2009-11-10

How to read a whole file to String in Java

Reading a whole file to a String in Java is tricky, one has to pay attention to many aspects:

  • Read with the proper character set (encoding).
  • Don't ignore the newline at the end of the file.
  • Don't waste CPU and memory by adding String objects in a loop (use a StringBuffer or an ArrayList<String> instead).
  • Don't waste memory (by line-buffering or double-buffering).
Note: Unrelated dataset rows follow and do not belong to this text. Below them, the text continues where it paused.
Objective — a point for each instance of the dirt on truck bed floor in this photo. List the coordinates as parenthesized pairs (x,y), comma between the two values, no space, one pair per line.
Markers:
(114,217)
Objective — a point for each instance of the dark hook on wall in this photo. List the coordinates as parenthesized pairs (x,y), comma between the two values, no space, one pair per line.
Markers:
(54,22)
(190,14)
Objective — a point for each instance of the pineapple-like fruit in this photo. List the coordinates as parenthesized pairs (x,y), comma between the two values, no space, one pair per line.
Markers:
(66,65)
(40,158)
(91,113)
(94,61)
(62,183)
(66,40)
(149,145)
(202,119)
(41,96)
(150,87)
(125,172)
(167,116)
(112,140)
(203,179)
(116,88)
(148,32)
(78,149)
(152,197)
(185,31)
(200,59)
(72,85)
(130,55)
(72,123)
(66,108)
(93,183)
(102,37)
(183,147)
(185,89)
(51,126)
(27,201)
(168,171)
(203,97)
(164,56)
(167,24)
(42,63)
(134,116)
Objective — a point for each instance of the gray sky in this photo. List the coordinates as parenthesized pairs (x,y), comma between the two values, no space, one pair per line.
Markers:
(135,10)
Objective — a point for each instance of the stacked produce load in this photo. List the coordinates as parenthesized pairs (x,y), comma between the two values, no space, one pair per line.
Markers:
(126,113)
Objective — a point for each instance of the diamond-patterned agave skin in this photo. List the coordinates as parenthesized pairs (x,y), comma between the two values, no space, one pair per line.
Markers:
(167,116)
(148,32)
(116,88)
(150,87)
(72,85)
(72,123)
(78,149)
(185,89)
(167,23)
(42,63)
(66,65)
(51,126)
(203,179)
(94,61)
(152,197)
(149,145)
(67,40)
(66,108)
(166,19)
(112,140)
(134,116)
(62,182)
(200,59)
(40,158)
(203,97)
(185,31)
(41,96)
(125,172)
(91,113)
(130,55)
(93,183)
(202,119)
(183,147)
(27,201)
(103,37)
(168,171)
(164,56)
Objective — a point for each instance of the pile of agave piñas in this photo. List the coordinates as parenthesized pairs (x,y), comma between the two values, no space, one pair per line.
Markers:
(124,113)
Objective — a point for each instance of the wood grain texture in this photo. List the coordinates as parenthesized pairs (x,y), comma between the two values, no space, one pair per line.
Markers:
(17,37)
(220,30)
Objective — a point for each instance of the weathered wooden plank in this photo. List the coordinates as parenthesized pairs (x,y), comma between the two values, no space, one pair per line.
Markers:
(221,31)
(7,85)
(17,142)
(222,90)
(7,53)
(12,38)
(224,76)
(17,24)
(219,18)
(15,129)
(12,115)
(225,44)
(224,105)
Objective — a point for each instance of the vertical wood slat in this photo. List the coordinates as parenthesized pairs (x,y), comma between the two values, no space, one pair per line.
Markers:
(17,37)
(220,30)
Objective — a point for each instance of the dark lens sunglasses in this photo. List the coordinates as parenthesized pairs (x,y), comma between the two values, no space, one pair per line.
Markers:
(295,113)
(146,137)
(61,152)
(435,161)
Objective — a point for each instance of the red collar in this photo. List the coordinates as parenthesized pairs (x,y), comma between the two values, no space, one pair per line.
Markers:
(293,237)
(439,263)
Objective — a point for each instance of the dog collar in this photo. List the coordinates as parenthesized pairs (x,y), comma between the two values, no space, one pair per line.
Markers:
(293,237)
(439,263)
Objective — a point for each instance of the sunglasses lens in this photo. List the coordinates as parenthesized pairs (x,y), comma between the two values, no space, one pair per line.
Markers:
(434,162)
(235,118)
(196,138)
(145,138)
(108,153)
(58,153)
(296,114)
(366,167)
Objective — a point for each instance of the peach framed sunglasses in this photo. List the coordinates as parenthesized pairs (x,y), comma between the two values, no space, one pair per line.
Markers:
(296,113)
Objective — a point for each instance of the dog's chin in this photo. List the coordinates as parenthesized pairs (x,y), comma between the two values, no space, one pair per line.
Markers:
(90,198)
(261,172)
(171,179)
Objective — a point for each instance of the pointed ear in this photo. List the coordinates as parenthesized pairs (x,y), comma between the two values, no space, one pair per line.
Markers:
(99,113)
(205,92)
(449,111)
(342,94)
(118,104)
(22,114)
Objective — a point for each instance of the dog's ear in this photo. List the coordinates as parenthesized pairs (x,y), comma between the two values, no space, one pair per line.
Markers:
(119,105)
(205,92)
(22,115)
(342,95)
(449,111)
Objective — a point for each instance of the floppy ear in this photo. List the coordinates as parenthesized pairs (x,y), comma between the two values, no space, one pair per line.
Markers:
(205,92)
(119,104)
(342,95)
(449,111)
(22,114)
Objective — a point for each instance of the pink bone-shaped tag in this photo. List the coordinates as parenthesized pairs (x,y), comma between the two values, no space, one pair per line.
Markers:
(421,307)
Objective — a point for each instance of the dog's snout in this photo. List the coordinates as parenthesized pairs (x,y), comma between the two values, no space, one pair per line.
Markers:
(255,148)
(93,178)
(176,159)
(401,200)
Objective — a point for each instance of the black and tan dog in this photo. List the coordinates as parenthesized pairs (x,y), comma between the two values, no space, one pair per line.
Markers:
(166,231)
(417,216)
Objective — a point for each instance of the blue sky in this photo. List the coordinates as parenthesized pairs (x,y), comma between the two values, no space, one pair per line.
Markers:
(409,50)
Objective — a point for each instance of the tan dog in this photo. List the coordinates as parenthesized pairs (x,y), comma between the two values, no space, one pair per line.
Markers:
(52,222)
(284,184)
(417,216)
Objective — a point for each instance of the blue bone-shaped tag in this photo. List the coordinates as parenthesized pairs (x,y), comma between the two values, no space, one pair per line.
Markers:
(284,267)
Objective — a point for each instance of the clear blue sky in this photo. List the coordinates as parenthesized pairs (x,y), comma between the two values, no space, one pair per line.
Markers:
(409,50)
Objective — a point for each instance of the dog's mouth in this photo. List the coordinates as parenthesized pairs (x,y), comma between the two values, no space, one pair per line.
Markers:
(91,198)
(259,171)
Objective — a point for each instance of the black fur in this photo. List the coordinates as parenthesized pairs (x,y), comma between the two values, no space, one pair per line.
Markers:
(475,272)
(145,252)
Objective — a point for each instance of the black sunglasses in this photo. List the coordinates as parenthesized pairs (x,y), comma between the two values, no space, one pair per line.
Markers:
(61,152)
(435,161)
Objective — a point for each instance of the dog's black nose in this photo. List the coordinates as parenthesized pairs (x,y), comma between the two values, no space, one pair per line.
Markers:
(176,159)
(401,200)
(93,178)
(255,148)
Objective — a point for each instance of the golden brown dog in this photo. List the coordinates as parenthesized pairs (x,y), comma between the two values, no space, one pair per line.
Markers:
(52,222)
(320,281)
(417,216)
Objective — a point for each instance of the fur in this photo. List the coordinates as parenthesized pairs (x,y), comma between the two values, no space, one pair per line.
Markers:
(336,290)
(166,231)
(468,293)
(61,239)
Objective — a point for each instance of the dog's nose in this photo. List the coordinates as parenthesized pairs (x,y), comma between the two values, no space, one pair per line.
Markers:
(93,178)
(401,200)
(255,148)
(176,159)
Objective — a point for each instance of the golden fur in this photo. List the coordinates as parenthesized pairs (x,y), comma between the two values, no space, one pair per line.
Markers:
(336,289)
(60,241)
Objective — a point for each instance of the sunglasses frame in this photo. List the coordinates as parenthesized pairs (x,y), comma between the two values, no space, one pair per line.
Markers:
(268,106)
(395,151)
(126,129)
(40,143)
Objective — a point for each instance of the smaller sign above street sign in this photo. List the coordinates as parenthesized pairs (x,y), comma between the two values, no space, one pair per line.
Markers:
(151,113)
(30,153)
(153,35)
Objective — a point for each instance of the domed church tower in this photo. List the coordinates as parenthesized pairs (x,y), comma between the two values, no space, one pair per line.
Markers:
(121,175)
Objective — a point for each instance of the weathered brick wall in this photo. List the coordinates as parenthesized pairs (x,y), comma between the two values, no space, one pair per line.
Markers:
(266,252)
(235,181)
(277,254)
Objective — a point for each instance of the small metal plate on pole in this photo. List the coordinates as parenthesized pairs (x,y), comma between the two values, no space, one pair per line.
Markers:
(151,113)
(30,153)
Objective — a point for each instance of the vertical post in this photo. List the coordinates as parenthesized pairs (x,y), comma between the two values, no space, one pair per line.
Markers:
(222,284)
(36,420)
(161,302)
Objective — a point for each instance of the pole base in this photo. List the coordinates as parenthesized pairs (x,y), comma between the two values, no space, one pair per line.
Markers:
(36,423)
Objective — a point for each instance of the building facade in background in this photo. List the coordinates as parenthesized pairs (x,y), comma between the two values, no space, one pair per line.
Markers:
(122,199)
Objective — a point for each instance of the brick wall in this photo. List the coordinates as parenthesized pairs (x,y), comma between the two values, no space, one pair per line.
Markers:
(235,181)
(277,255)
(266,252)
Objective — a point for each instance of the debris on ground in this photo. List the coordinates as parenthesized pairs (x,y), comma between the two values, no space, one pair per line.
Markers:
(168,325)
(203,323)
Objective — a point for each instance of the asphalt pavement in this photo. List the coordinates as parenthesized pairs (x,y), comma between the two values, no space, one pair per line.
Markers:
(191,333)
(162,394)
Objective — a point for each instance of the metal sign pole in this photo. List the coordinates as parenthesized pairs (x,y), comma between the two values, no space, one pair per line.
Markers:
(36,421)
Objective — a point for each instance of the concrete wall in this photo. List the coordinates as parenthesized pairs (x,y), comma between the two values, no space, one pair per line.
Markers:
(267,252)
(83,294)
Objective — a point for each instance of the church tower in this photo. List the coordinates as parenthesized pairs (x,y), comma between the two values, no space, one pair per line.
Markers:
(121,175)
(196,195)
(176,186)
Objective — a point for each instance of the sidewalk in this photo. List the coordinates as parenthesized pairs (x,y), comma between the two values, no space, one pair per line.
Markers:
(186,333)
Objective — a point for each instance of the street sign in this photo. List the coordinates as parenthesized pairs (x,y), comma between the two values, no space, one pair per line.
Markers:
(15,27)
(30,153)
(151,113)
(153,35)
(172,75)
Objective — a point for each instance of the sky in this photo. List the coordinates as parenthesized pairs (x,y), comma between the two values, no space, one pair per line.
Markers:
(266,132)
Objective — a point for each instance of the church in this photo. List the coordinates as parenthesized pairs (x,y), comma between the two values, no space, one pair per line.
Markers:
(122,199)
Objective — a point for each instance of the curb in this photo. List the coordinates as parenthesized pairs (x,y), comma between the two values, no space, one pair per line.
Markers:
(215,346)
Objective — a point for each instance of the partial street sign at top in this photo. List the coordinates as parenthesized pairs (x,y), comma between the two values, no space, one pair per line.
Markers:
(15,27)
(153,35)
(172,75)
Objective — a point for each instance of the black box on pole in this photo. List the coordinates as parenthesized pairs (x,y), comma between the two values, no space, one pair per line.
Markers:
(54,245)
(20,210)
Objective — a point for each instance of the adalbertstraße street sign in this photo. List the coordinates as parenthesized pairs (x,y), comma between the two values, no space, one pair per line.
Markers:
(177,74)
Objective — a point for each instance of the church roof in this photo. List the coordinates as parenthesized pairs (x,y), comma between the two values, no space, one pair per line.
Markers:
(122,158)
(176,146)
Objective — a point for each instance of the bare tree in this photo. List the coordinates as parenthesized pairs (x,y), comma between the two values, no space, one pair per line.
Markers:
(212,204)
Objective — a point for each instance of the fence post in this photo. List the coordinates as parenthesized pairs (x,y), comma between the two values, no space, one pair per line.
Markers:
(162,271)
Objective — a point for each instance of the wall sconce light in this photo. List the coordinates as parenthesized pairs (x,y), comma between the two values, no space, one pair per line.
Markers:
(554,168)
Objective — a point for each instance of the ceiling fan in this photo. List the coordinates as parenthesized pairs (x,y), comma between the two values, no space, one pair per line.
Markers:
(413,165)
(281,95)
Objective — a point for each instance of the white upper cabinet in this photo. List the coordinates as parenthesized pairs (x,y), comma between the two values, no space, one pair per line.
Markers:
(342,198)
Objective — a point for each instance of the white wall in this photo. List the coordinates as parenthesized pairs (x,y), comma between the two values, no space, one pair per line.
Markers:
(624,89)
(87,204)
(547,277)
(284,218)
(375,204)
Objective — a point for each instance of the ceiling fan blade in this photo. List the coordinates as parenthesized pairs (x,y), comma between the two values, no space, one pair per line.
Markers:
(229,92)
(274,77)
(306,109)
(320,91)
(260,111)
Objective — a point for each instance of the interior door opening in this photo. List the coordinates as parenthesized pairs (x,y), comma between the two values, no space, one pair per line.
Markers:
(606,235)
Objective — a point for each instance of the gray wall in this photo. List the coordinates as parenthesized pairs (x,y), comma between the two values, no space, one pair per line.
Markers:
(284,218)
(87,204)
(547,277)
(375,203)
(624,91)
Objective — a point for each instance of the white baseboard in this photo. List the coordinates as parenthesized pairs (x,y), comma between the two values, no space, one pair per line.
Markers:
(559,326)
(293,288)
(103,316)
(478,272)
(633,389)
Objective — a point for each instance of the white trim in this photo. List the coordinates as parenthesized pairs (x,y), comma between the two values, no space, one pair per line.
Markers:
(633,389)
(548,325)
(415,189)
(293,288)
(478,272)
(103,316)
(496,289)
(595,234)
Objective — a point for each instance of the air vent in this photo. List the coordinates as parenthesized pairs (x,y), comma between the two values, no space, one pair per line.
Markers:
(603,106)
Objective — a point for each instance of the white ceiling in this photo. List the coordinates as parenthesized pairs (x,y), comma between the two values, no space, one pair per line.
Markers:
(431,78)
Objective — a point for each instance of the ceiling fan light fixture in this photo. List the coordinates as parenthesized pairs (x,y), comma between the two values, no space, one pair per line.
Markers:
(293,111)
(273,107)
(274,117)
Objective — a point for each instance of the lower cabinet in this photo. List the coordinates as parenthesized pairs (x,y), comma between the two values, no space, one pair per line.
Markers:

See my solution at http://stackoverflow.com/questions/1656797/how-to-read-a-file-into-string-in-java/1708115#1708115

For your convenience, here it is my code:

// charsetName can be null to use the default charset.    
public static String readFileAsString(String fileName, String charsetName)    
    throws java.io.IOException {    
  java.io.InputStream is = new java.io.FileInputStream(fileName);    
  try {    
    final int bufsize = 4096;    
    int available = is.available();    
    byte data[] = new byte[available < bufsize ? bufsize : available];    
    int used = 0;    
    while (true) {    
      if (data.length - used < bufsize) {    
        byte newData[] = new byte[data.length << 1];    
        System.arraycopy(data, 0, newData, 0, used);    
        data = newData;    
      }    
      int got = is.read(data, used, data.length - used);    
      if (got <= 0) break;    
      used += got;    
    }    
    return charsetName != null ? new String(data, 0, used, charsetName)    
                               : new String(data, 0, used);    
  } finally {
    is.close();  
  }
}

2 comments:

müzso said...

You don't really trust JVM implementations too much. :-) Otherwise you'd have used an InputStreamReader + a StringBuilder and appended each chunk of data read in to the end of the temporary buffer. Instead you decided to use a custom managed buffer (data[]) and handle the buffer allocation yourself.

It'd be interesting to see which performs better.

Btw. I'd choose a buffersize larger than 4K. If your filesystem's block (or sector ... whatever you call it) size is larger than 4K, then a larger buffersize will perform better. If it's 4K or less, than having a buffer size that is a multiple of the block size performs the same as if you chose the blocksize for the buffer size. At least in theory. :-)

pts said...

@müzso: Thanks for your comments. I agree that a larger block size might be faster.

Feel free to write your implementation, and to measure the speed difference.

I guess you mean FileReader instead of InputStreamReader -- never mind, it doesn't make much difference.

I'd never use a *Reader for reading the entire file, because there might be an UTF-8 multibyte sequence at the buffer boundary. Detecting and cutting that would make buffering inefficient.

I'd never use a StringBuilder for reading the entire file, because it involves copying the data unnecessarily.

I doubt that there is a code faster than in my blog post to read an entire file. If you can contradict that, please give an example.